Seven rings before a woman’s voice answered, “Yes?”
No names, no identification.
“Mr McCall gave me an envelope with this number in it.”
“You worked it out?” She sounded surprised.
“By accident, yes.”
“Well, four out of five candidates don’t. Consider this to be your lucky morning, the day is not over yet. Where are you?”
I told her.
“Then you’re not far from Central Park. Go to the souvenir store and wait.”
“How will I know you?”
“You won’t, I’ll recognize you.”
Then the phone went dead, and I was left looking at it as if I had the ability to see, via the phone, who that person was. I shrugged. How many others had failed even the most basic test, to figure out what was on the sheet of paper, and, was it an indication of the work I would be doing?
I spent the better part of an hour watching the squirrels at play. They scuttled around on the ground chasing each other or their imaginary friends or leaping from branch to branch in the shrubs and trees. They didn’t seem to have a care in the world, and I wondered what that would be like.
Unfortunately, I had to pay the rent, bills, and eat, all of which required having a paying job. I had been looking at having to return home a dismal failure and fulfil the destiny my father had predicted for me.
“David Jackson, I presume?”
I looked sideways to see a woman about my own age, dressed so that she would look anonymous in a crowd. It was anyone’s guess how long she had been there, but that, I guess was the point. She had been observing me, and no doubt assessing my suitability.
Could I blend in? Perhaps not if I was that easily identifiable.
“What if anything has been explained to you about the job?”
“Nothing. I was asked to meet a nameless man in an anonymous office and was handed an envelope which led to my call to you.”
After I said it out loud it sounded crazy.

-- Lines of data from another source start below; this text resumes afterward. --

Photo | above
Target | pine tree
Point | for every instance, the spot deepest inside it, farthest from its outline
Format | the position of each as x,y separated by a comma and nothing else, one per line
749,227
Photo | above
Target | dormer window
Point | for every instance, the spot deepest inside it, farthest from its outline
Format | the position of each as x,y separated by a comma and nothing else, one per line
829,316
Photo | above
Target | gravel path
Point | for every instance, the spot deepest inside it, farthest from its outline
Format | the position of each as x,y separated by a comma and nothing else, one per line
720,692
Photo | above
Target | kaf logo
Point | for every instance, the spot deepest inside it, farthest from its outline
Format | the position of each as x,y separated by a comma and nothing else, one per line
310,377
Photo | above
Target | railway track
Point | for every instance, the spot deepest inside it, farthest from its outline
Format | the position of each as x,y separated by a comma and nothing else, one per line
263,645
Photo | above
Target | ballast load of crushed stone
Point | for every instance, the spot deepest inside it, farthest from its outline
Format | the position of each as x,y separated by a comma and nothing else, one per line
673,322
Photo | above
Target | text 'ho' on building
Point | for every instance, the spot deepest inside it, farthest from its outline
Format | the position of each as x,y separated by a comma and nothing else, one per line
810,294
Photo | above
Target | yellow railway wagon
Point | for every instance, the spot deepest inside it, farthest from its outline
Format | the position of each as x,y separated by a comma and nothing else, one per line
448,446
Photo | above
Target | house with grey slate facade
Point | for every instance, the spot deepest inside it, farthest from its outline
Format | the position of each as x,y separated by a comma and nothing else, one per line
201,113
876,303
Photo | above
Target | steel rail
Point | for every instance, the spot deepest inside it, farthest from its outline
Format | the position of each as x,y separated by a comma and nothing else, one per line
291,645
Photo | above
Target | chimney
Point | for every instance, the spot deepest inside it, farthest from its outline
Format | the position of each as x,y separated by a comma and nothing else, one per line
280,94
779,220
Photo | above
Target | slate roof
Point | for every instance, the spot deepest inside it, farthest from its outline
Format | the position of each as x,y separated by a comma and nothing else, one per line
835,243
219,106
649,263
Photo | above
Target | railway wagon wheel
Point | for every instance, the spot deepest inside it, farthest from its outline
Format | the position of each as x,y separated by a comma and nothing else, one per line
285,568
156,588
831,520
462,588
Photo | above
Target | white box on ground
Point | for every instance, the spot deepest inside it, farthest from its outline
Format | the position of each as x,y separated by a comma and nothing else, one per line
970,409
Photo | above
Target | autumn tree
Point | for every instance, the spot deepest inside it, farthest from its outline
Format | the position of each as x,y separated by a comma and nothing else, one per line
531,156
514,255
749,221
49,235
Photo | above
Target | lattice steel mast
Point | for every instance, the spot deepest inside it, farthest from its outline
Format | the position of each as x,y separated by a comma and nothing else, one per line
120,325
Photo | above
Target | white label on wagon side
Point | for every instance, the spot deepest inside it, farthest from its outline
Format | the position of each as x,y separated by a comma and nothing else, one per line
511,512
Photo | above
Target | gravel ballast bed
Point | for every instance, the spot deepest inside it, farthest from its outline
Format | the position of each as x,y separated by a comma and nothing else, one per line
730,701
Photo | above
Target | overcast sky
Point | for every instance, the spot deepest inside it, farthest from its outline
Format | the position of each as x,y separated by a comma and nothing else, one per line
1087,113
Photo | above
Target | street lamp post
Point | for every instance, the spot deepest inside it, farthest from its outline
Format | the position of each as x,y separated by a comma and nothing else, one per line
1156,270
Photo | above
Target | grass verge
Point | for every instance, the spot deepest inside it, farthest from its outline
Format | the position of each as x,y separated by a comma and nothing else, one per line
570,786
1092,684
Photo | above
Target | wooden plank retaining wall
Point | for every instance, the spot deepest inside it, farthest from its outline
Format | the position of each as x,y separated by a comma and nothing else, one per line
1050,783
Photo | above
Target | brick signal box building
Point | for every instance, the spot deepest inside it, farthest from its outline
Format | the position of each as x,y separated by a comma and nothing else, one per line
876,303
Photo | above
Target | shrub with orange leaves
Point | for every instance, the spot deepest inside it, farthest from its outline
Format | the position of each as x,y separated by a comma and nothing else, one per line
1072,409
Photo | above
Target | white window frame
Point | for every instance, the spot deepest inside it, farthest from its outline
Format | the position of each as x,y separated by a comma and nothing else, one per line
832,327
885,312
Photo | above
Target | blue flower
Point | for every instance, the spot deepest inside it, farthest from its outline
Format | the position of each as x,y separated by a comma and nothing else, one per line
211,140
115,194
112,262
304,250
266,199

“If you don’t mind me asking but how did you work out how to read the letter?”
Moment of truth, was there a right or wrong answer? Most if not all the people who received it would not work it out.
“Quite by accident.”
She smiled. “The truth is a rare commodity in our business. But then, you’re one of a very select group of people who made it to this level.”
“Just out of curiosity, what happens to those who done work out how to read the number?”
“They don’t get to stand where you are. Welcome aboard.”